To counteract the risk of driving while intoxicated, certain times of the year will mean increased enforcement. While this might be an effective strategy to make the roads safer, it will also lead to arrests. Simply because there was a campaign in place to stop drivers committing a DWI does not mean that the case will automatically result in a conviction. People who are charged with DWI or any traffic violation during the holidays should be aware of their rights and formulate a defense.
Thanksgiving will put more troopers on the road to enforce the law
During Thanksgiving and through the new year, law enforcement will be vigilant about drivers who might be under the influence or are committing other violations. As part of that endeavor, the Texas Highway Patrol will be out in force from the night before the holiday through the weekend. Along with watching for drivers who are behaving in ways consistent with being under the influence, troopers will also look for drivers who commit other violations and cite them for it. That includes failing to wear a seatbelt, driving at excessive speeds, ignoring the law requiring drivers to move over and slow down for emergency vehicles and more.

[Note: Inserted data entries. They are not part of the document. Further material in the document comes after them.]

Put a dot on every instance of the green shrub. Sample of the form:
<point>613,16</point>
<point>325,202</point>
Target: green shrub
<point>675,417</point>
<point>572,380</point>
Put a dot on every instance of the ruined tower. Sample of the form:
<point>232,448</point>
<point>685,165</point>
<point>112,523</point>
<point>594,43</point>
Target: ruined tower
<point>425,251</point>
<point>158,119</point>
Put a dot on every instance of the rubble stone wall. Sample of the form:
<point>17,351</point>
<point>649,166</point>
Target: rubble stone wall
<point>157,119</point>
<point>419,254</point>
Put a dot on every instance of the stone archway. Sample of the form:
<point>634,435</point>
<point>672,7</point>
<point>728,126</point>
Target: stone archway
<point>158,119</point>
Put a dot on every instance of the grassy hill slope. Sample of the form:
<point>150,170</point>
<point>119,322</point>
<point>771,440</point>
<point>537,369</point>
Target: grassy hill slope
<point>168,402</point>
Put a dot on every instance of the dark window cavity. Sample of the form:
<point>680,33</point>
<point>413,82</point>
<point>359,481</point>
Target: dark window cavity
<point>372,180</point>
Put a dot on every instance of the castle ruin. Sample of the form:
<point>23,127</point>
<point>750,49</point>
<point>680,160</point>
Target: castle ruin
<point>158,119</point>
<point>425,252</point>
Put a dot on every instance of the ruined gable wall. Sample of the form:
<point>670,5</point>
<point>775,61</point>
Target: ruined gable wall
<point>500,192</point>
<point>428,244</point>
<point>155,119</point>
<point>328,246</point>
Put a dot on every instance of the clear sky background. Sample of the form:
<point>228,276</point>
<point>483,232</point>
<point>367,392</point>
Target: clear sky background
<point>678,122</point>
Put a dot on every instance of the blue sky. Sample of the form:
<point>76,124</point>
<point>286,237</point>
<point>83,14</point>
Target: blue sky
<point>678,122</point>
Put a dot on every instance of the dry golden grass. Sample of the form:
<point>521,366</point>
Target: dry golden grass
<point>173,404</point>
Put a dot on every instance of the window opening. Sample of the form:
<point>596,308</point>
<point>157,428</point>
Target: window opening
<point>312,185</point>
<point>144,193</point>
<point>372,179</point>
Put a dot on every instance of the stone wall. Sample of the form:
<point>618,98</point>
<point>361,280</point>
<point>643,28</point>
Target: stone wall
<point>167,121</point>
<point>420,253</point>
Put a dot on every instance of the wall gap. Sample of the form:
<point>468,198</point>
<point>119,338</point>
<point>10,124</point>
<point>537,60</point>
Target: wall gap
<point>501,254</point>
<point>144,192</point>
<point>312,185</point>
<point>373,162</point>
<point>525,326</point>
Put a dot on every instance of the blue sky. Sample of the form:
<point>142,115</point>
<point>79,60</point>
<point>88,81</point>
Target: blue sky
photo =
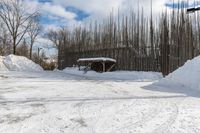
<point>56,13</point>
<point>183,4</point>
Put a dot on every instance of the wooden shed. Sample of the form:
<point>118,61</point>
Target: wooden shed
<point>100,64</point>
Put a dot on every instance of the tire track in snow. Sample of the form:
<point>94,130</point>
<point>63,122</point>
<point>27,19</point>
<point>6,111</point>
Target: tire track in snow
<point>145,118</point>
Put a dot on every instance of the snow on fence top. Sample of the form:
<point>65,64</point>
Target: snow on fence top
<point>104,59</point>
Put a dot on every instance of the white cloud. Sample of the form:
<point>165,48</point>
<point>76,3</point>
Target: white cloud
<point>98,9</point>
<point>58,10</point>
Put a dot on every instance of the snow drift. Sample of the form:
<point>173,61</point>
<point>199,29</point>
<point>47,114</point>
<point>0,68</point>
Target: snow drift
<point>18,63</point>
<point>117,75</point>
<point>187,76</point>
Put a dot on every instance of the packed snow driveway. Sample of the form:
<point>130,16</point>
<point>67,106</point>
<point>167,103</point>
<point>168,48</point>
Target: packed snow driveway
<point>55,102</point>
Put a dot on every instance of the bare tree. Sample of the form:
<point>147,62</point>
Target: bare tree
<point>17,20</point>
<point>4,40</point>
<point>33,33</point>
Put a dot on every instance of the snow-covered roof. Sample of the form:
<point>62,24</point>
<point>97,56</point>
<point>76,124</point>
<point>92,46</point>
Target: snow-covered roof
<point>96,59</point>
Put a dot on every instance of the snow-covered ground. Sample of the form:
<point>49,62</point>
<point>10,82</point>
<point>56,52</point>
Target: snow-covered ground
<point>18,63</point>
<point>64,102</point>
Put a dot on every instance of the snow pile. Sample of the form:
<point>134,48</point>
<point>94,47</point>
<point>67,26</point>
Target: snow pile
<point>117,75</point>
<point>2,66</point>
<point>187,76</point>
<point>18,63</point>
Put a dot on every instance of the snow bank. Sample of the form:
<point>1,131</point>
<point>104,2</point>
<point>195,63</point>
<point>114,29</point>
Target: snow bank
<point>18,63</point>
<point>118,75</point>
<point>187,76</point>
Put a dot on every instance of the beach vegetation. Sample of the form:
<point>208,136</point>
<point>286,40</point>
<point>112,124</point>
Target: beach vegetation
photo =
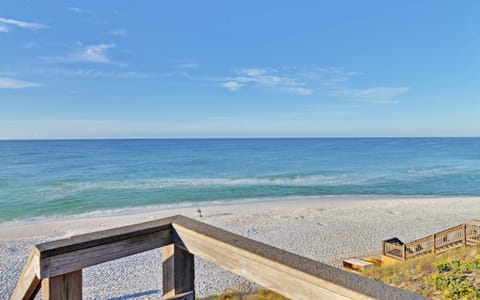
<point>451,275</point>
<point>261,294</point>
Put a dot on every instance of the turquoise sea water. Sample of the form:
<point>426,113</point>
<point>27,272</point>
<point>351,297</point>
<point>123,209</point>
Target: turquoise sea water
<point>45,178</point>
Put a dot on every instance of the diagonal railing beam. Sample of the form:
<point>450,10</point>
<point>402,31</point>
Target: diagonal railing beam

There is generally a major uptick in the number of arrests and citations given during these initiatives. In 2020, nearly 37,000 people were either cited or warned. Almost 5,300 were for speeding; 752 did not have insurance; more than 500 were not wearing a seatbelt; and 245 flouted the Move Over, Slow Down law. There were also nearly 400 people arrested for felonies; more than 200 DWIs; and 120 fugitives were found.
There can be serious penalties for DWI
It is imperative to understand how DWI is adjudicated. Drivers who have a blood alcohol concentration of 0.08% or above will be arrested and face DWI charges. The penalties vary depending on the number of times a driver has been convicted. If it is a first offense, there can be up to six months in jail with a minimum of three days; a fine of up to $2,000; and a driver license suspension for as long as one year. A second offense will result in a fine of as much as $4,000; a month to a year in jail; and up to a two-year driver license suspension. A third offense will result in a $10,000 fine; two to 10 years in jail; and up to a two-year driver license suspension. Other infractions such as DWI with a child passenger or driving with an open container of alcohol will warrant other penalties.
To address DWI charges, having legal guidance is a wise step
Since society is slowly returning to relative normalcy after the challenges that started in early 2020, there are likely to be more people out and about. Families will be traveling and teens and college students will also be home and on the road. The circumstances of any investigation and the arrest can be called into question as part of a criminal defense. If, for example, there was no justification for the traffic stop, the Breathalyzer test was inaccurate or the driver had a viable reason for appearing to be under the influence but was not, it can help with the case. A conviction can have long-term ramifications personally, financially and professionally. It is best to try and find workable solutions to avoid the consequences whether that is an acquittal, a treatment program or finding another way to reach a positive result.